The President hoped that these increases in federal expenditures for social welfare could bolster what he called a New Federalism.
38
His "revenue-sharing" plan, approved in 1972, earmarked block grants of federal money—a proposed $16 billion between 1973 and 1975—to states and localities, which were given greater freedom to spend it as they wished. Cutting back on the federal bureaucracy, indeed, greatly appealed to Nixon, who distrusted Washington officialdom.
39
Revenue-sharing appealed to many governors. Thanks in part to Nixon's political problems during his second term, however, it did not greatly change the balance of power between Washington and the states.
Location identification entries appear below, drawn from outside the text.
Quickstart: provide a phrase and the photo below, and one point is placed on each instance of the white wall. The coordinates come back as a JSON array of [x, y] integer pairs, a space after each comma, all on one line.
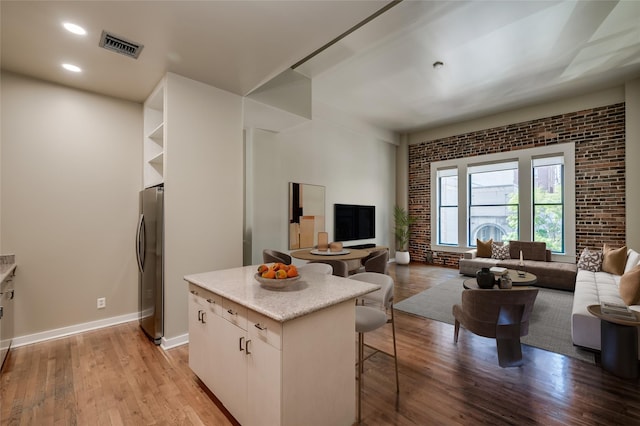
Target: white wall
[[354, 168], [71, 172], [203, 189]]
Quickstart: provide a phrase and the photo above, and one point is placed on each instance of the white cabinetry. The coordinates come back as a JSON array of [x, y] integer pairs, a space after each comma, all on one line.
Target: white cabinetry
[[240, 365], [267, 372], [204, 324]]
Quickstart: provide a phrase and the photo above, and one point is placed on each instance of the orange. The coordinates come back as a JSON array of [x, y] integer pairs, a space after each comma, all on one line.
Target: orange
[[292, 272], [269, 274]]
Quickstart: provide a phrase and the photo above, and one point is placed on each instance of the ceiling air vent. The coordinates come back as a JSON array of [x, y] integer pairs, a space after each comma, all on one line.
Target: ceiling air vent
[[120, 45]]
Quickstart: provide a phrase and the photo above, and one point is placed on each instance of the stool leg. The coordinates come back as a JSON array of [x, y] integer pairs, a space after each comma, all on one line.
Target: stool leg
[[360, 356], [395, 352]]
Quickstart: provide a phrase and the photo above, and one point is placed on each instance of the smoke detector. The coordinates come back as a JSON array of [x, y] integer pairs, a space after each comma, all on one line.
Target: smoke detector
[[120, 45]]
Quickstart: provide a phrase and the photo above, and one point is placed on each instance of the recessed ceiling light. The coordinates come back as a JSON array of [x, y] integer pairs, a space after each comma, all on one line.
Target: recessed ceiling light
[[73, 28], [70, 67]]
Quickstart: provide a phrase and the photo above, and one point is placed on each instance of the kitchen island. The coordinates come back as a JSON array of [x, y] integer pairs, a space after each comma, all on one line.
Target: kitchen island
[[276, 357]]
Some Native American groups, too, gained modestly during Nixon's terms of office. By then they had definitely caught the fever of rights-consciousness. In 1969 a group captured national attention by seizing the island of Alcatraz, which they said was Indian land, and by proclaiming their intention to turn it into an Indian cultural center. Four years later activists in the American Indian Movement (AIM) forcibly occupied Wounded Knee, South Dakota, site of a massacre of Sioux in 1890, forcing a seventy-one-day stand-off with United States marshals before the government agreed to reconsider the treaty rights of the Oglala Sioux. Other Indians overran and wrecked the Bureau of Indian Affairs in Washington. Congress, with Nixon's support, responded to moderate demands. In 1970 it agreed to return the sacred Blue Lake and surrounding lands in New Mexico to Taos Pueblo. In 1971 it approved the Alaska Native Claims Settlement Act, thereby resolving long-standing controversies to the satisfaction of most Alaskan Indians. In 1973 it formally reversed the "termination" policy of the 1950s by re-establishing the Menominees as a federally recognized tribe and providing for the return of their common assets to tribal control. An Indian Education Act, passed in 1972, authorized new and federally supported programs for Indian children. These and other efforts—mainly to resolve land claims—barely made a dent in the poverty and isolation afflicting most Native Americans, especially those on reservations. Still, they represented signs that officials were beginning to recognize the history of exploitation by whites.
40

One of the most surprising acts of Nixon in the field of domestic policy concerned racial discrimination in employment. With his approval, Secretary of Labor George Shultz established in October 1969 the so-called Philadelphia Plan. This required construction unions in Philadelphia employed on government contracts to set up "goals and timetables" for the hiring of black apprentices. In 1970 this mechanism was incorporated in government regulations governing all federal hiring and contracting—thereby involving corporations that employed more than one-third of the national labor force. In so doing the Nixon administration transformed the meaning of "affirmative action." When Congress approved Title VII of the 1964 Civil Rights Act to ban job discrimination, it had affirmed a meritocratic and color-blind principle: hiring was to be done without regard to race, religion, sex, or national origin. Although executive orders issued in the Johnson years had called on employers to pursue affirmative action in order to counter discrimination against
individuals
, the orders had not demanded "goals and timetables" or "set-asides" that would protect
groups
. After 1970, however, many American institutions—corporations, unions, universities, others—were required to set aside what in effect were quotas, a process that engaged the federal government as never before in a wide variety of personnel decisions taken in the private sector. This dramatic and rapid transformation of congressional intent took place as a result of executive decisions—especially Nixon's—and court interpretations. Affirmative action of this sort never had the support of democratically elected representatives.